After what felt like an eternity, the director came out and shook Olivia’s hand, and apologized profusely for the behavior of the staff. While he couldn’t promise Eugene a Camel, he approved a small dose of Cheez Doodles and Coke daily, as long as Eugene made an effort to at least try the rest of his food. He apologized again for forcing Olivia out of the hospital and also assured her that had he known about her ordeal it never would have happened.

They assigned a security guard to watch over Eugene. Olivia accepted even though she knew it wasn’t needed. Mitch was pissed at her, not Eugene, and even he wasn’t deranged enough to take his anger out on Eugene. At least she hoped he wasn’t.

Once the director shut himself back in his office, clicking the lock solidly in place as soon as he did, George looked at Olivia and asked, “You want to go to Kitty’s for awhile before we go home?”

“Yeah,” Olivia agreed with a sigh of surrender. It had been almost a week since she’d had a beer, and boy did she need one.

“Come with us,” George offered to Clete.

“I…”

“Yeah, come with us, Clete,” Olivia pleaded. “Call in one of those 10-17’s and come to Kitty’s.”

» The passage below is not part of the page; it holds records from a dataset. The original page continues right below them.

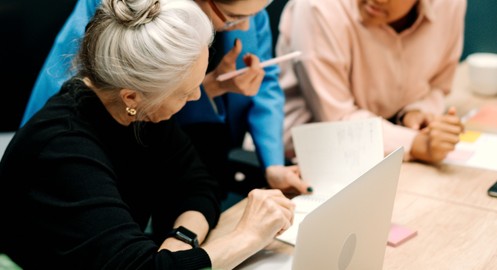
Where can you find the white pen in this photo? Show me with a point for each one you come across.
(276, 60)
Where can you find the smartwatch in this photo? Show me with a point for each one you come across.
(183, 234)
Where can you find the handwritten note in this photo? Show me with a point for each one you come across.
(331, 155)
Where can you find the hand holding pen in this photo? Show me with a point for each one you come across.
(247, 84)
(269, 62)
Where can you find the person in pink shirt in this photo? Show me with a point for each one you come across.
(365, 58)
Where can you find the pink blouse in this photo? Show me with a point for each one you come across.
(349, 70)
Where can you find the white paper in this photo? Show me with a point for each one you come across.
(330, 156)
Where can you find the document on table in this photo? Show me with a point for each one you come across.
(330, 156)
(475, 149)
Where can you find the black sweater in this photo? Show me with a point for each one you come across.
(77, 189)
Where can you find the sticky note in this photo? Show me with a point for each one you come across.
(399, 234)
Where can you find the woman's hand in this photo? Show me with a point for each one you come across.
(267, 214)
(286, 179)
(416, 119)
(247, 84)
(440, 137)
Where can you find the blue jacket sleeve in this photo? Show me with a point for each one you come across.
(266, 114)
(57, 67)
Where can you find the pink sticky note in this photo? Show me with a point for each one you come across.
(399, 234)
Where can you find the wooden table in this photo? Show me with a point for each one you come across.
(447, 204)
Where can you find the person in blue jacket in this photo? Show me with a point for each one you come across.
(251, 102)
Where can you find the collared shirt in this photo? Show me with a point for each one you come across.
(350, 70)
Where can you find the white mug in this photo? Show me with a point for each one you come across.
(482, 68)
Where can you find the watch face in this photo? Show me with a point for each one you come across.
(185, 235)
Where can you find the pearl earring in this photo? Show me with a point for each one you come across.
(131, 111)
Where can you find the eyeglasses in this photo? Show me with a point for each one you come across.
(228, 23)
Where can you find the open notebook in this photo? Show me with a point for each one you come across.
(331, 155)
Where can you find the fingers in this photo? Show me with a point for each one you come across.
(232, 55)
(269, 207)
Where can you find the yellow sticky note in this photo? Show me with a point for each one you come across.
(469, 136)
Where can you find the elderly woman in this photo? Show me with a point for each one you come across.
(81, 179)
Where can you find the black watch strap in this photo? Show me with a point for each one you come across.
(183, 234)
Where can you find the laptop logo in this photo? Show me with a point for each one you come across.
(347, 252)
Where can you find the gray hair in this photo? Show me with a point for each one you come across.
(145, 45)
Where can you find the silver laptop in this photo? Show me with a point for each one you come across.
(349, 231)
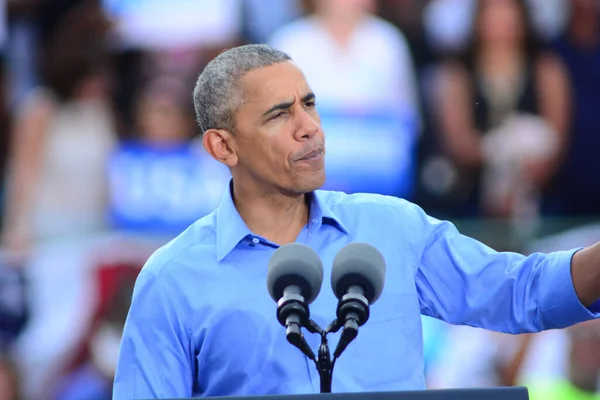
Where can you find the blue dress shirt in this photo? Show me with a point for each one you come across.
(203, 324)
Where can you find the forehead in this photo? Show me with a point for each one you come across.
(275, 83)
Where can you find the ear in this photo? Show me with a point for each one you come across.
(219, 144)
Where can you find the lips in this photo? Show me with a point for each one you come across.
(312, 155)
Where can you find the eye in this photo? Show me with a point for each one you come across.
(279, 114)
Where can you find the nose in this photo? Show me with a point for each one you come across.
(307, 126)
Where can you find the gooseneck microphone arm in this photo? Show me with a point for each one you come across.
(323, 362)
(293, 314)
(294, 278)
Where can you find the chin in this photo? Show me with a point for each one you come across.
(309, 182)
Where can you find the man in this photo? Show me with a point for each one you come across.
(201, 320)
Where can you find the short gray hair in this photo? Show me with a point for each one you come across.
(217, 93)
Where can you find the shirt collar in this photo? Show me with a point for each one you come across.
(231, 228)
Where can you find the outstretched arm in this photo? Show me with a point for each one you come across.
(585, 270)
(462, 281)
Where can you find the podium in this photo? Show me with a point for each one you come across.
(500, 393)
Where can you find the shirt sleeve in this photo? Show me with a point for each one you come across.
(155, 357)
(462, 281)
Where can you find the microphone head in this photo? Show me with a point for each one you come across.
(358, 264)
(295, 264)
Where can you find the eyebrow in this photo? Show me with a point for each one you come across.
(285, 105)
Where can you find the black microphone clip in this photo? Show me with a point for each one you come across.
(293, 314)
(352, 313)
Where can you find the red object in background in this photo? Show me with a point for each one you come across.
(110, 279)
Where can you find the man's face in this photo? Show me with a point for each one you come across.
(279, 140)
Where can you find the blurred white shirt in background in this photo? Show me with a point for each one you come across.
(160, 24)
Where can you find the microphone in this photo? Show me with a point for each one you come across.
(357, 279)
(294, 278)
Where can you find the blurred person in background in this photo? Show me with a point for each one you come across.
(577, 191)
(56, 196)
(92, 373)
(9, 379)
(62, 135)
(583, 372)
(162, 180)
(503, 110)
(342, 42)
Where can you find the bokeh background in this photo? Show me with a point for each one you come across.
(486, 112)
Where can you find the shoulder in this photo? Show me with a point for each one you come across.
(368, 204)
(38, 103)
(184, 253)
(292, 32)
(549, 67)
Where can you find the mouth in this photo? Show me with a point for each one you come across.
(315, 155)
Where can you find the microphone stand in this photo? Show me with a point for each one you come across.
(323, 361)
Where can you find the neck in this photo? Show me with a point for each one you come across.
(501, 59)
(585, 30)
(273, 215)
(341, 28)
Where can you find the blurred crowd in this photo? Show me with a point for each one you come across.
(477, 110)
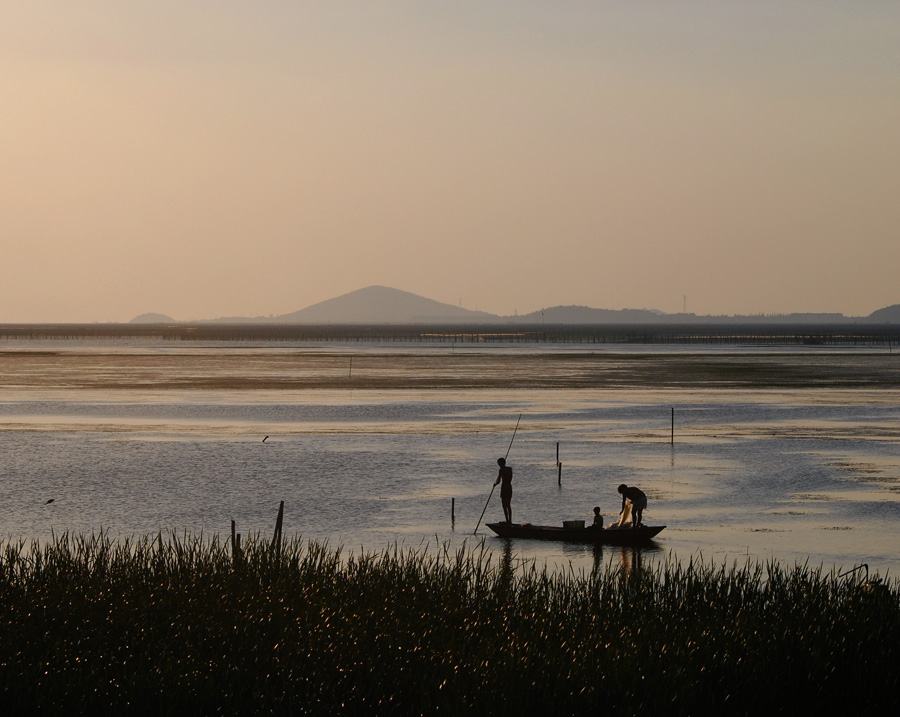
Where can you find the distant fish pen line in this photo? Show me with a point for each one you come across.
(838, 335)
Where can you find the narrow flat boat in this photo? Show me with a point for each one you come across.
(597, 536)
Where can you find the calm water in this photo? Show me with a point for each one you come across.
(795, 475)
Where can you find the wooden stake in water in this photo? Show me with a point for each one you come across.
(276, 539)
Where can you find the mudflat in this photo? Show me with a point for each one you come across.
(273, 369)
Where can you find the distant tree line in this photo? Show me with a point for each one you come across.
(765, 334)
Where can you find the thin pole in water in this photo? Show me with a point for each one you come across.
(495, 485)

“A request for gasoline?” Clete asked with a smile.

“Yeah.” Olivia laughed at her own mistake. “Let’s go get some gas for your dance machine and teach your hips how to groove.”

George drove Olivia to Kitty’s. Clete followed in his cruiser somewhat reluctantly. When they walked in, Lonnie was the only customer in the bar, and he was staggering his way to the door. George said good-bye to him, and to his lone employee, then locked the door behind them to keep the public away.

While he grabbed a handful of beers, Olivia looked around the bar, noticing all of the little changes he had made since she’d been there last. Almost a year had passed since she had quit making her nightly stops to chug as many beers as she could in an hour and try to talk George into sleeping with her. She kissed him in apology for her absence and stupidity, he kissed her back in acceptance, and then she skipped over to the jukebox.